HR’s Role in Climate Action and Environmental Impact
Climate action isn’t just a facilities issue—it’s a people issue. HR influences how organizations think, behave, and act toward the environment every day.
When organizations think about climate strategy, HR is rarely the first department mentioned. Carbon emissions, energy use, and supply chains feel like the domain of operations, engineering, or finance. But that assumption misses a critical truth:
Organizations don’t act—people do.
And HR is the function that shapes how people act.
From travel policies to hybrid work, from learning content to leadership behaviors, HR decisions can accelerate—or stall—climate progress. In this context, climate action becomes a cultural issue as much as a technical one.
Why Climate Strategy Needs HR
Most sustainability goals fail not because they’re technically impossible, but because they lack buy-in, behavior change, or alignment. This is HR territory.

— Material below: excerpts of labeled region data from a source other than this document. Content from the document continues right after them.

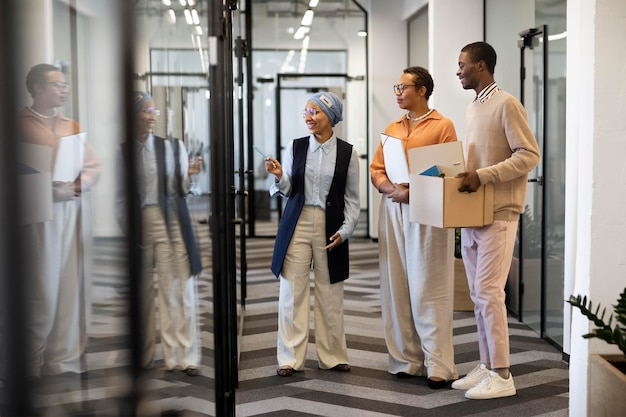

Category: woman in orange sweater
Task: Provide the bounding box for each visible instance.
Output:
[370,67,458,389]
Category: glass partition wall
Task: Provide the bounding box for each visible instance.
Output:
[0,0,369,416]
[249,0,369,237]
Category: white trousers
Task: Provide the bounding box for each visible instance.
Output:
[24,199,86,376]
[142,205,200,370]
[461,220,518,369]
[277,206,348,371]
[378,197,458,380]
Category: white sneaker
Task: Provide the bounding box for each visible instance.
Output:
[452,363,489,390]
[465,371,517,400]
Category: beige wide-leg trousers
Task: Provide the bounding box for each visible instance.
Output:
[24,199,84,376]
[142,205,200,370]
[378,196,458,380]
[277,206,348,371]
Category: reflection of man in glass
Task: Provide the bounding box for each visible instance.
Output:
[19,64,100,378]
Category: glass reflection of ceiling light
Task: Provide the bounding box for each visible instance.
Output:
[293,26,311,39]
[298,49,307,74]
[280,49,296,74]
[548,31,567,41]
[185,9,193,25]
[300,9,313,26]
[167,9,176,24]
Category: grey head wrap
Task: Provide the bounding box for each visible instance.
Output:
[133,91,154,114]
[309,91,343,127]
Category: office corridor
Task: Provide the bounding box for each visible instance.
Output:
[236,239,568,417]
[26,228,568,417]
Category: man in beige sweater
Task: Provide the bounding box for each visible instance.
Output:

Without HR involvement, climate strategies remain siloed and fragile. With HR, they gain momentum, credibility, and reach.
Climate-Relevant Levers in HR
HR can influence climate outcomes through four core areas:
1. Policies and Operations
- Travel and mobility: Encourage virtual collaboration, low-carbon transport, and emission tracking.

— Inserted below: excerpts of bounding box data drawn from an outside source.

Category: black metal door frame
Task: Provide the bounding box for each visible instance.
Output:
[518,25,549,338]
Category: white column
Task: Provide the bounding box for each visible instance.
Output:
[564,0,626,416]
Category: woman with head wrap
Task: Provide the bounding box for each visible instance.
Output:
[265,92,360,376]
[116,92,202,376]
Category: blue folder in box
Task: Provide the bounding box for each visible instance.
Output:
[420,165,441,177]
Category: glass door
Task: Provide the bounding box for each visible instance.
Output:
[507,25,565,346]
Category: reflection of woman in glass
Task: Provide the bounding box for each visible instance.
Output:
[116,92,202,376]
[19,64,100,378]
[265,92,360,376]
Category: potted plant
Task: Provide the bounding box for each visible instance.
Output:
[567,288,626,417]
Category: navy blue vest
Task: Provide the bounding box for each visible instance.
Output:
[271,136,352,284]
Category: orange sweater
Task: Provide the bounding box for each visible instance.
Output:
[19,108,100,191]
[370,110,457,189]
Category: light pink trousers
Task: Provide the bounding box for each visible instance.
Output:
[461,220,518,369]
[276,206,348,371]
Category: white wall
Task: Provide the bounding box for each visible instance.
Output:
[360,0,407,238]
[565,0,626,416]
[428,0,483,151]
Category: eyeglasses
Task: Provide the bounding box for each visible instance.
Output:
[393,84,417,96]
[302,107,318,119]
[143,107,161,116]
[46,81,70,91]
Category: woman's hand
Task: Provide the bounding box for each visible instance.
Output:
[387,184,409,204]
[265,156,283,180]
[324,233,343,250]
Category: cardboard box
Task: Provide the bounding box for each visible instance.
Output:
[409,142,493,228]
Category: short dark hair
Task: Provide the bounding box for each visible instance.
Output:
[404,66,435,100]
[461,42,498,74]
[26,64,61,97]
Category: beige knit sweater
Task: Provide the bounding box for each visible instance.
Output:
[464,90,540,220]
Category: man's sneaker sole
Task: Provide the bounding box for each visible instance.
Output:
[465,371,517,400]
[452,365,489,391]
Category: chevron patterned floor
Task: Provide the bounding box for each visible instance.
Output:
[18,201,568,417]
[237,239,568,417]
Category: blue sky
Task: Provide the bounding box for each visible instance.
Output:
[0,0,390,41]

- Remote and hybrid work: Reduce commuting emissions by supporting flexible work where feasible.
- Green benefits: Offer perks like bike programs, public transport subsidies, or carbon-offset incentives.
- Facilities coordination: Collaborate on energy-efficient workspaces and green office behavior.
2. Learning and Awareness
- Climate literacy is a capability—HR must build it.

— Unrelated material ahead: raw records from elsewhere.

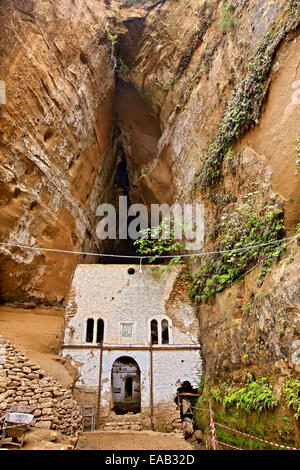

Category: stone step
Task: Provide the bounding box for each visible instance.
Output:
[103,423,143,431]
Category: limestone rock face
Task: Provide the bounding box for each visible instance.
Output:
[0,0,114,303]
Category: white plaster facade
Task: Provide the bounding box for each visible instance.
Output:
[62,265,202,416]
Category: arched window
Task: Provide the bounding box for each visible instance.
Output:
[151,320,158,344]
[96,318,104,343]
[86,318,94,343]
[161,320,170,344]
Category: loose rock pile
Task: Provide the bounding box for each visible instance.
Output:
[0,336,81,435]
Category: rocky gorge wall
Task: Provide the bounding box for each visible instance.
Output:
[0,0,114,304]
[0,337,81,435]
[0,0,300,445]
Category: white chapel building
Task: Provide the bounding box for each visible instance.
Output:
[62,264,202,426]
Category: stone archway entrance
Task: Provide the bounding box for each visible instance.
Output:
[111,356,141,414]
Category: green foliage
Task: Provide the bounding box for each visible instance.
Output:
[198,374,205,397]
[134,218,185,273]
[210,374,279,413]
[296,137,300,171]
[220,0,236,32]
[190,194,286,305]
[117,57,130,75]
[284,379,300,419]
[196,0,299,188]
[176,1,214,79]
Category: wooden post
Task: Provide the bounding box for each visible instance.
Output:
[97,341,103,429]
[150,336,155,431]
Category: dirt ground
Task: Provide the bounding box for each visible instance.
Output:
[0,305,75,387]
[76,431,194,450]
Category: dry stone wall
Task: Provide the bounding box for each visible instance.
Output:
[0,336,81,435]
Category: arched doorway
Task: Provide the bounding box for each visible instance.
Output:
[111,356,141,414]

- Integrate environmental awareness into onboarding and leadership training.
- Partner with sustainability teams to design content that resonates with different roles.
3. Leadership and Culture
Climate action needs more than commitment—it needs modeling.
- Embed environmental responsibility in leadership frameworks.
- Evaluate leaders not only on financials, but also on sustainability behaviors.
- Normalize discussions around environmental impact in team routines and performance reviews.
4. Engagement and Participation
HR can create structures that invite employees to co-own sustainability:
- Launch green teams or employee sustainability councils.
- Host challenges, events, or gamified campaigns.
- Reward innovation in environmental impact reduction.
Green HR Metrics
To make HR’s environmental impact visible, some organizations track:
- Percentage of low-carbon travel vs. flights
- Commuting emissions saved through remote work
- Participation rates in green initiatives
- Environmental content completion in learning platforms
While these aren’t mandatory ESG disclosures, they demonstrate serious commitment—and are increasingly requested by investors and stakeholders.
Aligning HR with Net-Zero Commitments
Many companies now pledge to become net-zero by 2030, 2040, or 2050. HR must ask: What does that mean for our people?
Actions include:
- Hiring sustainability roles or climate-aligned talent
- Supporting job transitions as industries green their operations
- Embedding sustainability into job architecture and competencies
- Supporting mental wellbeing around eco-anxiety and climate grief
The HR–Sustainability Partnership
HR does not need to become climate experts—but it must become climate collaborators. A strong partnership includes:
- Joint planning between CHRO and CSO (Chief Sustainability Officer)
- Shared ownership of culture and behavior change
- Transparent reporting on HR’s contribution to environmental goals
Final Thought: Sustainability Is a Leadership Competency
Environmental responsibility is no longer just a technical or legal issue—it’s a leadership standard. HR has a mandate to embed that standard into how people are hired, developed, rewarded, and led.
The climate crisis is a human challenge. HR has the reach, tools, and influence to mobilize people—not just to care, but to act.
And in doing so, HR helps ensure that climate strategy isn’t just a plan—but a living, breathing part of how the organization works.